Originally published in Island Ad-Vantages, May 26, 2022
Mary Eaton, the dream weaver
Mary Eaton of Deer Isle is known as the Dream Weaver. To the owner of a butter-yellow, 1934 Studebaker “President” in Connecticut, she truly is a weaver of dreams.
Studebaker owner Bob Belling found Eaton six years ago through a loom company in California. He was searching for someone who could reproduce the upholstery fabric in his antique car. Having fully restored the engine and exterior, he wanted it to be perfect, but the interior upholstery was in ruins.
Belling contacted Eaton. After they conversed, he sent her a small patch of the original wool fabric he had found behind the vehicle’s ashtray. To reproduce it, Eaton first had to locate the right color wool thread and determine how to recreate the pattern—an especially tough challenge, as the fabric was double sided. And, Belling needed 22 yards of it.
After a few months of pondering, Eaton puzzled out how she could make it. Several months later, she had the 22 yards ready, and Belling drove to Maine to pick it up. A professional upholsterer installed the new material, and it was perfect.
After the restoration was complete, Belling often displayed the car in automobile shows. When other antique car owners saw Eaton’s work, they contacted her, as well. She made two more orders of reproduction fabrics and then needed a change. The last order Eaton crafted for an antique vehicle was for custom-made trunk mats woven of raffia, a bear to work with as it easily splits and breaks.
A passion for the arts
Eaton has loved all things artistic since she was a child growing up in Sedgwick. At the age of 5, her grandmother taught her how to knit. She knits with a passion.
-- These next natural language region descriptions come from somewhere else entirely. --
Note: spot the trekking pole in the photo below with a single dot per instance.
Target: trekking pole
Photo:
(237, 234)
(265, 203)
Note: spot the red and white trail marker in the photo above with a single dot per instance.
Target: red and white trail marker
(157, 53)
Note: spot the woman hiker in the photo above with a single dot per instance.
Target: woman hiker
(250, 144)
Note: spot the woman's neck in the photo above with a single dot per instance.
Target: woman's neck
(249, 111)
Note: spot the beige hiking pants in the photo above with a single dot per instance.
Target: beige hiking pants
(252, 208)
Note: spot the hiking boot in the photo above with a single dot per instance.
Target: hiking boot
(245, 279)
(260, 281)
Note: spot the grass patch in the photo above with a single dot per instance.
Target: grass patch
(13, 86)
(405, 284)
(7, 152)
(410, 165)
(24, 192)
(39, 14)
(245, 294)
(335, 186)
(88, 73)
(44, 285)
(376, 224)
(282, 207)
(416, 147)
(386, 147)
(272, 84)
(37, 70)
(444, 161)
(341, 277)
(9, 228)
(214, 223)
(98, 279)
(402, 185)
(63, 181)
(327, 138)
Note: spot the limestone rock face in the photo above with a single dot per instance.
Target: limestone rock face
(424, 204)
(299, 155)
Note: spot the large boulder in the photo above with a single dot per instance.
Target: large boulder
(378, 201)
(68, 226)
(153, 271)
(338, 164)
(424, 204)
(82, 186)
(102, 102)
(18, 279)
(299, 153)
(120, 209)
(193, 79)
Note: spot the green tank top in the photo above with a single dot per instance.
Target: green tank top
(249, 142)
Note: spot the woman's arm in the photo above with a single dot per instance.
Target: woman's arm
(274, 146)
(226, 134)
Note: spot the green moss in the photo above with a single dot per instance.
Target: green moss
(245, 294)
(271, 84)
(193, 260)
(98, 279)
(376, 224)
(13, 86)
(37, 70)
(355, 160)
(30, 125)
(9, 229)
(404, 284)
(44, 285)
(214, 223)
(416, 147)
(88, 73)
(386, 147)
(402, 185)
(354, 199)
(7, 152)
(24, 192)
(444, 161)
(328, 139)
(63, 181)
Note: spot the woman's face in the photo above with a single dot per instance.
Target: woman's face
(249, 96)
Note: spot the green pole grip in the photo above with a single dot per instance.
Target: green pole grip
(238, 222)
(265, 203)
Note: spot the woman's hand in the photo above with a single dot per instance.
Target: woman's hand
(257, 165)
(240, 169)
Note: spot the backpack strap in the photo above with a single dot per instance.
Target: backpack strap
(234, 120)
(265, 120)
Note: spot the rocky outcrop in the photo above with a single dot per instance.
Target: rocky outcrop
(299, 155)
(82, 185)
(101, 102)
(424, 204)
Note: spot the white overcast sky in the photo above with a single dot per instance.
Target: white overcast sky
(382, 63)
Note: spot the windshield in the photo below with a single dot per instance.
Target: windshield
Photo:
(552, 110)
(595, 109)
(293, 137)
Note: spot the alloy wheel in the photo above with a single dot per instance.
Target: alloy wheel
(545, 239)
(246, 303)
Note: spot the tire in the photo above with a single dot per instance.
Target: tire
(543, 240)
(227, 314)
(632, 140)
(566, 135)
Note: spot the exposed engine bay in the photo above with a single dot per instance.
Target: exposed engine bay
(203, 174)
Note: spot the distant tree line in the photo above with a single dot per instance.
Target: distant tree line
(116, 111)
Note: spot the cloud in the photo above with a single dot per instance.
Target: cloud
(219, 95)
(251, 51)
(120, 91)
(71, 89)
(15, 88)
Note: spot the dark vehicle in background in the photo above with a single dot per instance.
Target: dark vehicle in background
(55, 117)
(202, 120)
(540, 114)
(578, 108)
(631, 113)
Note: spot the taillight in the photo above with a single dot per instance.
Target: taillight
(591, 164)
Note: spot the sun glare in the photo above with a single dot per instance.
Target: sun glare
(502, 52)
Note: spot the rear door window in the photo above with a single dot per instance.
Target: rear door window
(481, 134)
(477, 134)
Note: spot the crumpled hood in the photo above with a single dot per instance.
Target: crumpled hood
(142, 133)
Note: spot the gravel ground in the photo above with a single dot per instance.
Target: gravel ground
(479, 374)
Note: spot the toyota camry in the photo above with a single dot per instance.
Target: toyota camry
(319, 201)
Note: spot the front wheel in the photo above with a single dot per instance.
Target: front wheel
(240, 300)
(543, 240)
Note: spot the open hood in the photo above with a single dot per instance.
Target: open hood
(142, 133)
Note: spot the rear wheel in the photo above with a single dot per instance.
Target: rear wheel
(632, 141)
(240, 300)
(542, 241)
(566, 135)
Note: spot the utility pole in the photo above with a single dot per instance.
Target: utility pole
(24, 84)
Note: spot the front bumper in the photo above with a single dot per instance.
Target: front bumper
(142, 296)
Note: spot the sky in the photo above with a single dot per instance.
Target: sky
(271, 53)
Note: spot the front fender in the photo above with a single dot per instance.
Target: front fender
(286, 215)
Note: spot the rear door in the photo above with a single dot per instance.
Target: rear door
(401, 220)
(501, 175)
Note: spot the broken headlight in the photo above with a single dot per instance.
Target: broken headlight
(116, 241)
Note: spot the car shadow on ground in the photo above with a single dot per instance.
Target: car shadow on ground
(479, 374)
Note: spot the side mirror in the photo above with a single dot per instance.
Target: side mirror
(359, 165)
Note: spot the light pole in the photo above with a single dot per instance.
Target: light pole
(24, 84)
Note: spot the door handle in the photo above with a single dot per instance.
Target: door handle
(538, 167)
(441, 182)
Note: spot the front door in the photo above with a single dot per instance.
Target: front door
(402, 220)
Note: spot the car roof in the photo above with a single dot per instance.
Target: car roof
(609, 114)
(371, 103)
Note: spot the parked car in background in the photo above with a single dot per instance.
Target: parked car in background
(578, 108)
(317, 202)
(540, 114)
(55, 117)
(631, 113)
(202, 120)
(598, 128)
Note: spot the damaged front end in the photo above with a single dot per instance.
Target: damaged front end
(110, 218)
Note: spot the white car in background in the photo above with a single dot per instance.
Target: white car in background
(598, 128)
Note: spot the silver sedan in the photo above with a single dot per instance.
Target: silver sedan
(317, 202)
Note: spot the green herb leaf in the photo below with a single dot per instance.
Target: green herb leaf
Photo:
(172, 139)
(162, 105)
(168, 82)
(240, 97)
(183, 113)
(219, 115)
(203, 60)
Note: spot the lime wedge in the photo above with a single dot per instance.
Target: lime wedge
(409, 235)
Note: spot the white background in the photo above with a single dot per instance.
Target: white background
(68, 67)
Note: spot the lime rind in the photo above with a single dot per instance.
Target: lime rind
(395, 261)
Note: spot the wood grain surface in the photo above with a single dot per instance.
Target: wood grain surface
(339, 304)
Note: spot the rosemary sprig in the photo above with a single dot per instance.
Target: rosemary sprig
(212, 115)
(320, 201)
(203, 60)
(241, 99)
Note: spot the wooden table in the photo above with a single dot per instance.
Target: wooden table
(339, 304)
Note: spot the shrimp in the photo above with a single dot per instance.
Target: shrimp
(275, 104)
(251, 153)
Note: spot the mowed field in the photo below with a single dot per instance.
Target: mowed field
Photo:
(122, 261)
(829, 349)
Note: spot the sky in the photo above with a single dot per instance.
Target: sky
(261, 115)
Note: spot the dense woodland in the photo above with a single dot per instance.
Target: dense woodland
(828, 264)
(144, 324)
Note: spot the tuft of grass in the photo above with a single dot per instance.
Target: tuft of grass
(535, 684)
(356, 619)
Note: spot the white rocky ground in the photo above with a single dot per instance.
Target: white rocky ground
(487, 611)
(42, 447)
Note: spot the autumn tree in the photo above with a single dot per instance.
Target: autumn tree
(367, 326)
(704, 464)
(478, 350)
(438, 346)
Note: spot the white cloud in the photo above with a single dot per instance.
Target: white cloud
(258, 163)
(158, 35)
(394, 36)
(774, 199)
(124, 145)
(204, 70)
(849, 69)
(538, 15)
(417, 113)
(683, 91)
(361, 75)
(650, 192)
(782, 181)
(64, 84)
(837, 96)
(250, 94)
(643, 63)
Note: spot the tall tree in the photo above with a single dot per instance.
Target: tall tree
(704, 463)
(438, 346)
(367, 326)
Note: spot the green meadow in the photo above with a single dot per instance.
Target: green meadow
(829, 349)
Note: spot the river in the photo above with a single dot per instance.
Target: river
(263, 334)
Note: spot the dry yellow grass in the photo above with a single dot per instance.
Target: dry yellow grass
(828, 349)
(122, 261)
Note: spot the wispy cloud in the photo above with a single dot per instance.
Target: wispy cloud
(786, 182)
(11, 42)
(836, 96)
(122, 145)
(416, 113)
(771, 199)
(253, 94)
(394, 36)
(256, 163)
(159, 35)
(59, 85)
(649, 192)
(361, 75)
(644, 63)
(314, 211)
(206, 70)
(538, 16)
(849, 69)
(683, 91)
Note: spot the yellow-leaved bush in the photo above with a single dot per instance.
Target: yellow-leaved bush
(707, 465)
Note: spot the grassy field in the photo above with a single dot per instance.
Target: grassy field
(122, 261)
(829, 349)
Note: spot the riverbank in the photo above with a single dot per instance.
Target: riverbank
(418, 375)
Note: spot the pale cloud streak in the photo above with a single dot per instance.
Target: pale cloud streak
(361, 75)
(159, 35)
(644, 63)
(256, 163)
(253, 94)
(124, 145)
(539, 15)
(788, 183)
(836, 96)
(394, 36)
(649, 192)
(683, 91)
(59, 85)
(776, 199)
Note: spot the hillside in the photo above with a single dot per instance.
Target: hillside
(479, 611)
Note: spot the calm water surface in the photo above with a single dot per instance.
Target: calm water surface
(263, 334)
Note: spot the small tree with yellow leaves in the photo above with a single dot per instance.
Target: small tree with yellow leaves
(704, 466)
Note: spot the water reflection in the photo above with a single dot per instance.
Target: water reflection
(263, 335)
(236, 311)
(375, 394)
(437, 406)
Eaton wanted to try painting, so her husband, Chandler, recognizing her creative drive, gave her all the materials needed for oil painting. For several years, they lived as the caretakers on Great Spruce Head Island where the Porters, a family of well-known artists, summered. Anina Porter, who runs painting workshops on the island, encouraged Eaton to pursue her passion.
In 1985, Eaton joined the newly formed Deer Isle Artists Association, where she remains a member. When she sold her first oil painting, she was over the moon. Since then, she has continued to design and fabricate beautiful knitwear, sea glass jewelry, Christmas ornaments, weavings, hand-stitched embroidery and specialty items, like the car fabric, as well as paintings. Eaton’s work is known for its often vibrant colors and meticulous craftsmanship.
Eaton’s work can be found at the weekly Deer Isle Artisans Market and the Deer Isle Artists Association gallery.